A estratégia de Praia Grande para a COP30 é, em sua concepção, coerente e sofisticada. A SEMA construiu uma tese política (protagonismo municipal), fortaleceu sua governança técnica (software de RCC), engajou-se em parcerias inovadoras (Moeda Humanitária), buscou capacitação e legitimidade (ANAMMA, ICLEI) e identificou seus alvos de financiamento (Fundos da ONU).

Contudo, esta estratégia é um gambito de alto risco (high-stakes gamble). A cidade está apostando que seus ativos comprováveis (gestão de resíduos) serão suficientes para ofuscar seus passivos (balneabilidade fraca, metas de arborização incertas) e, o mais importante, que ela conseguirá gerenciar a contradição política do CT do Santos FC.

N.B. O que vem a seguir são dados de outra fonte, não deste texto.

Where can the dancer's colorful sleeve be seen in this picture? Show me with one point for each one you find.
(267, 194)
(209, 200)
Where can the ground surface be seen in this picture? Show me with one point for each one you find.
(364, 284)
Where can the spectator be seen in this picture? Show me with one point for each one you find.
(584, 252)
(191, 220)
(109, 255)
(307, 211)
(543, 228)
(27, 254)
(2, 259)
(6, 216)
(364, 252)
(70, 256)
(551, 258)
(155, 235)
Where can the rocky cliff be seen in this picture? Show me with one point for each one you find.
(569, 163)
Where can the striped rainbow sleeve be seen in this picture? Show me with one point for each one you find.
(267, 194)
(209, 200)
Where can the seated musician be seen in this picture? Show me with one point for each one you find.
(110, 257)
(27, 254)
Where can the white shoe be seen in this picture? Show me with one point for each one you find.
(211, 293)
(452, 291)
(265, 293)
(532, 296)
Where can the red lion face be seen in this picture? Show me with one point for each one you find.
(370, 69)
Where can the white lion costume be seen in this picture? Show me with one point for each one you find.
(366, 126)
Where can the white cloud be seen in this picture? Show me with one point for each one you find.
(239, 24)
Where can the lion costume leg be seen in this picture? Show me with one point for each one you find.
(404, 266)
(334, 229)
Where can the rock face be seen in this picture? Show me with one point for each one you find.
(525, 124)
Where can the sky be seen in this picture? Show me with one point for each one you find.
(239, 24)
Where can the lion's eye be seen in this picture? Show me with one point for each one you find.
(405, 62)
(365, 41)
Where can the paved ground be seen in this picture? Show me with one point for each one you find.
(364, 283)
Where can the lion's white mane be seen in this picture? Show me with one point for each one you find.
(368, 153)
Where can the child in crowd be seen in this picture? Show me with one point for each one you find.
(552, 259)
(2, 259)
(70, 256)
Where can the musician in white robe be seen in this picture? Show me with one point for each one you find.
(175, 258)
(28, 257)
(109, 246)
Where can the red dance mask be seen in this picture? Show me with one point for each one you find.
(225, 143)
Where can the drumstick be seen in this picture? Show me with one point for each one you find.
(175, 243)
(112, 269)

A participação de Praia Grande na COP30 tem dois resultados possíveis. Se a SEMA conseguir manter a narrativa focada em resíduos, tecnologia e financiamento, ela pode emergir como líder da pauta municipal e atrair fundos. Se, no entanto, ela for encurralada pela denúncia do CT do Santos FC, sua tese de "protagonismo municipal" será usada contra ela, tornando-a um exemplo global de falha de governança local, incapaz de proteger a Mata Atlântica de interesses privados poderosos.

6.2. Recomendações Estratégicas para a Delegação da SEMA

Com base nesta análise, as seguintes recomendações estratégicas são propostas para a delegação da SEMA na COP30:

  1. Transparência Proativa (Mitigação de Risco): A SEMA deve abandonar a posição processual reativa ("não recebi o pedido") em relação ao CT do Santos FC. Antes da COP, a secretaria deve emitir uma nota pública proativa, reiterando que nenhum licenciamento será concedido que viole a Lei da Mata Atlântica ou ameace a integridade do Parque Estadual Xixová-Japuí, independentemente do proponente. Uma defesa ativa da legislação ambiental é uma posição de força; a neutralidade burocrática é uma posição de fraqueza.

  2. Foco nos Ativos Comprováveis: A delegação deve priorizar a agenda de "Resíduos como Recurso". As apresentações devem focar no software de RCC, no PGIRS e no modelo de economia circular da "Moeda Humanitária" como soluções escaláveis e prontas para financiamento. A pauta da "balneabilidade" deve ser evitada até que os dados da CETESB melhorem e possam ser apresentados publicamente.

  3. Reformular a Pauta de "Proteção Costeira": Mudar o foco de sucessos (que são fracos, vide balneabilidade) para necessidades urgentes. A delegação deve usar a vulnerabilidade da cidade – os picos populacionais e os riscos de elevação do nível do mar – para reforçar o pedido de financiamento para adaptação e infraestrutura resiliente.

  4. Usar η Denúncia como Exemplo (Movimento de Judô): Em vez de negar o conflito do CT, a delegação pode usá-lo taticamente como um exemplo da imensa pressão que os municípios sofrem do setor privado por desenvolvimento predatório. O argumento se torna: o "protagonismo municipal" e o "licenciamento local" são necessários justamente para dar às SEMAs municipais a força política e os recursos financeiros (fundos de preservação) para dizer "não" a projetos que destroem o capital natural.